Help sought to turn Pandoc fenced_divs into prefixes/suffixes in the Compiler Format Designer

Dear members of the forum,

In a few documents of a scriv project, I used Pandoc fenced_divs to signify custom paragraph styles for docx output. At the moment, those fenced_divs are directly typed into the documents and formatted to preserve their format, so that they are passed as is through the compiler. So, when I compile for Multimarkdown and process with Pandoc using a reference docx that contains such custom styles, the text contained within those fenced_divs is styled according to the respective custom styles (as defined in the reference docx). For example, in


::: {custom-style="Affiliations"}
Affiliations
:::

the text Affiliation will be styled according to the custom paragraph style called Affiliation that I had defined in the reference docx used by Pandoc.

This works just perfectly, and the resulting docx file is formatted exactly as I need it. However, I wondered whether I could achieve the same result with custom styles in Scrivener. So I created new styles in Scrivener that have the same names of the custom styles I had created in Word, and in the Styles pane of the Compiler Format Designer, I specified the prefix and suffix for each of those styles. For the example above the prefix is


::: {custom-style="Affiliations"}

and the postfix is

[/code]

However, in this case, when I compile for Multimarkdown and process with Pandoc using that reference docx, the output is not styled according to those custom styles: instead, it is styled according to the Normal style, which is what Pandoc falls back to if the syntax is not recognized as correct. I suspect the problem is that the correct syntax for those fenced_divs requires that the part that precedes the text to be custom-syled is on a line by itself and is preceded by an empty line, and that the part that follows the text to be custom-styled is on a separate line followed by an empty line, and that perhaps all those requirements cannot be inputed properly in the Prefix/suffix box of the Styles pane of the Compiler Format Designer. But perhaps I am doing something else wrong. Has anyone succeeded in turning Pandoc fenced-divs into prefixes/suffixes in the compiler? If so, could you please be so kind to point me in the right direction? If I have not been sufficiently clear, I would be happy to upload a test project (though I would not be able to upload a reference docx file). Thank you for your consideration.

Best regards,
Enrico

To input newline characters in the prefix/suffix, you can use ⌥ENTER — this allows you to put newlines before and after your Markdown so that blocks have newlines before and after.

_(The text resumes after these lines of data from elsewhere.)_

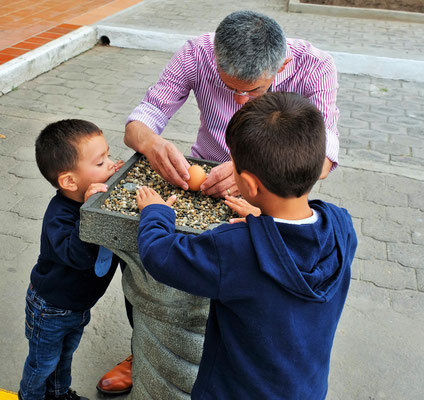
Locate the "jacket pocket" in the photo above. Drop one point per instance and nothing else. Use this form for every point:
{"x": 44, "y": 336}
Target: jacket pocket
{"x": 29, "y": 321}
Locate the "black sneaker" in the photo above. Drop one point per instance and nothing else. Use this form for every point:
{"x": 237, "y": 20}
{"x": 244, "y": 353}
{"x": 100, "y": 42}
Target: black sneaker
{"x": 69, "y": 395}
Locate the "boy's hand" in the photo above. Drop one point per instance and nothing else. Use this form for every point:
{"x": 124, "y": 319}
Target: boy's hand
{"x": 241, "y": 206}
{"x": 93, "y": 189}
{"x": 118, "y": 165}
{"x": 146, "y": 196}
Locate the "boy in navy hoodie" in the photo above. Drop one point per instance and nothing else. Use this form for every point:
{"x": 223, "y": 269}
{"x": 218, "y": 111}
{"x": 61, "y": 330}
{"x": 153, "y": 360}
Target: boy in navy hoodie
{"x": 70, "y": 275}
{"x": 277, "y": 282}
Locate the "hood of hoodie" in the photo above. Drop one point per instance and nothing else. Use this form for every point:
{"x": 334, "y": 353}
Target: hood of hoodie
{"x": 308, "y": 260}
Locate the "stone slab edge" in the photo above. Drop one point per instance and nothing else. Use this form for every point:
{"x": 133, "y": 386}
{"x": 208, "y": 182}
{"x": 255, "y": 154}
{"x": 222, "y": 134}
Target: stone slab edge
{"x": 46, "y": 57}
{"x": 295, "y": 6}
{"x": 346, "y": 63}
{"x": 405, "y": 171}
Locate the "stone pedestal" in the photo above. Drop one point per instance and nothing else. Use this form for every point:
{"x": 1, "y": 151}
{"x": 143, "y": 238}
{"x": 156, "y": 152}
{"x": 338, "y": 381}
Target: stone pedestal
{"x": 168, "y": 334}
{"x": 169, "y": 324}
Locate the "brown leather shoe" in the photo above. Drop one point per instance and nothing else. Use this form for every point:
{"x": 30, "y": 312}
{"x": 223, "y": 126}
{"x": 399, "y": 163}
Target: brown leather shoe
{"x": 118, "y": 380}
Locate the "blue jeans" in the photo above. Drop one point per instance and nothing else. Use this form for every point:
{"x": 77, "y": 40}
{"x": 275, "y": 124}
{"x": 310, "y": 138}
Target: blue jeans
{"x": 53, "y": 334}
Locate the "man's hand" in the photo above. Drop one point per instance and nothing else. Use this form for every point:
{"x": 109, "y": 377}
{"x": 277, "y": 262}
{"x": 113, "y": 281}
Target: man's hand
{"x": 93, "y": 189}
{"x": 220, "y": 181}
{"x": 118, "y": 165}
{"x": 241, "y": 206}
{"x": 146, "y": 196}
{"x": 163, "y": 156}
{"x": 168, "y": 162}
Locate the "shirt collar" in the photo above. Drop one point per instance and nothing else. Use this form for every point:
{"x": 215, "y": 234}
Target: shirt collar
{"x": 288, "y": 71}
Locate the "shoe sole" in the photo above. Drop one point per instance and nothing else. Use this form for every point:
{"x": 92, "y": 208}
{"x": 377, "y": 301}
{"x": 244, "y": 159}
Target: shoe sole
{"x": 115, "y": 391}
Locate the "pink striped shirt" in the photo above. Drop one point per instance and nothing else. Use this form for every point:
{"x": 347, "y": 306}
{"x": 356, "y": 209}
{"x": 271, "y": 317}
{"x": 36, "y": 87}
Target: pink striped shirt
{"x": 311, "y": 73}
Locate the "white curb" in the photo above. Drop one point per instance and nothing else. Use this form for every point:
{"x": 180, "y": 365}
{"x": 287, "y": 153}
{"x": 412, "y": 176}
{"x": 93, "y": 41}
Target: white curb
{"x": 346, "y": 63}
{"x": 46, "y": 57}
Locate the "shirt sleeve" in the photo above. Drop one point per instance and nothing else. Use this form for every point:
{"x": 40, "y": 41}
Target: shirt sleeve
{"x": 166, "y": 97}
{"x": 322, "y": 91}
{"x": 185, "y": 262}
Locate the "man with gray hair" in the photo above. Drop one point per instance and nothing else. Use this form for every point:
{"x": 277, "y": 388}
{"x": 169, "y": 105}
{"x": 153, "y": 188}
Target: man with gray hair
{"x": 247, "y": 56}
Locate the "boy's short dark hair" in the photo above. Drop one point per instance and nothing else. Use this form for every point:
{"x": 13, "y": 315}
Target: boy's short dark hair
{"x": 56, "y": 148}
{"x": 279, "y": 137}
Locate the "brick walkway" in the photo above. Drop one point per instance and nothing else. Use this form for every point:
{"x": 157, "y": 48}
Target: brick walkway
{"x": 26, "y": 25}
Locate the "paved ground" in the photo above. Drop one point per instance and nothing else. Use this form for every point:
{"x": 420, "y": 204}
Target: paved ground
{"x": 378, "y": 352}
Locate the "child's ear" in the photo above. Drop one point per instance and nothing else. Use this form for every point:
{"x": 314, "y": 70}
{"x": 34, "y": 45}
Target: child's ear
{"x": 66, "y": 181}
{"x": 251, "y": 182}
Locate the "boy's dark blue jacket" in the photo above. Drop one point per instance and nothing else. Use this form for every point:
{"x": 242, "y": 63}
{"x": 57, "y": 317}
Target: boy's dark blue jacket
{"x": 64, "y": 274}
{"x": 277, "y": 293}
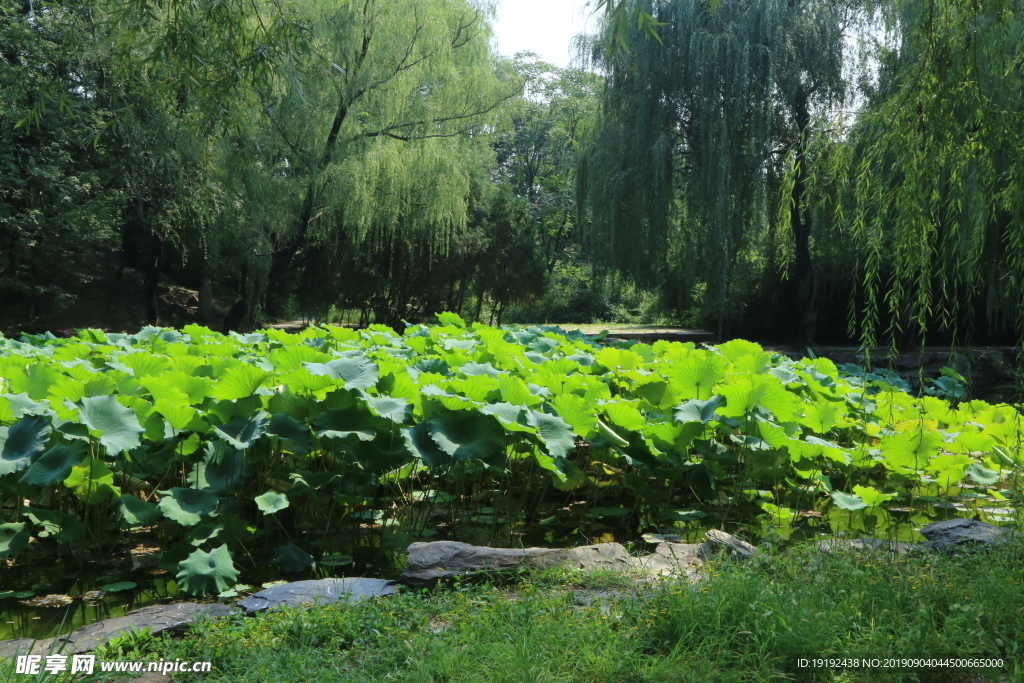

This is working for me at the moment, testing with Scrivener V3.1.2 and Pandoc V2.7. To test you can use Pandoc directly on the command line easily:

pandoc -t docx -o test.docx; open test.docx

This puts terminal into STDIN mode where you can past in some text like:

Dickinson starts the poem simply:

::: {custom-style="Poetry"}
| A Bird came down the Walk---
| He did not know I saw---
:::

And so it was…

Now press ⌃D and Pandoc generates a test.docx file and it gets opened and you should see the Poetry style has been correctly assigned to the paragraph (even though there is no reference.docx, recent Pandoc creates new styles if there is none present in the reference file).

So the question is what does your intermediate markdown look like (the .md file output from Scrivener’s compile)? You should be able to see if this is a newline problem and fix it with ⌥ENTER then retry…

Thank you very much, nontroppo, for your helpful reply.

The Option+Enter suggestion did indeed allow me to enter empty lines, so that’s solved: thank you for that! Nevertheless, I still did not get the correct docx output: once again, the text to be custom-styled was instead styled according to the default Normal style, so I inspected the md file created by Scrivener and noticed something else I had missed the first time. Instead of reading

::: {custom-style="Affiliations"}
Affiliations
:::

The markdown file created by Scrivener read

::: \{custom-style="Affiliations"\}
Affiliations
:::

even though I had never typed those backslashes in the Prefix boxes of the Styles pane of the Compile Format Designer and they are definitely not there in those boxes. Would you have any idea how those backslashes got added to the text I had typed in the Prefix boxes? They are definitely the reason Pandoc is not recognizing the syntax because if I delete them manually from the md file created by Scrivener and run the resulting md file through Pandoc through the Terminal, now the text is styled with my custom styles as it should be.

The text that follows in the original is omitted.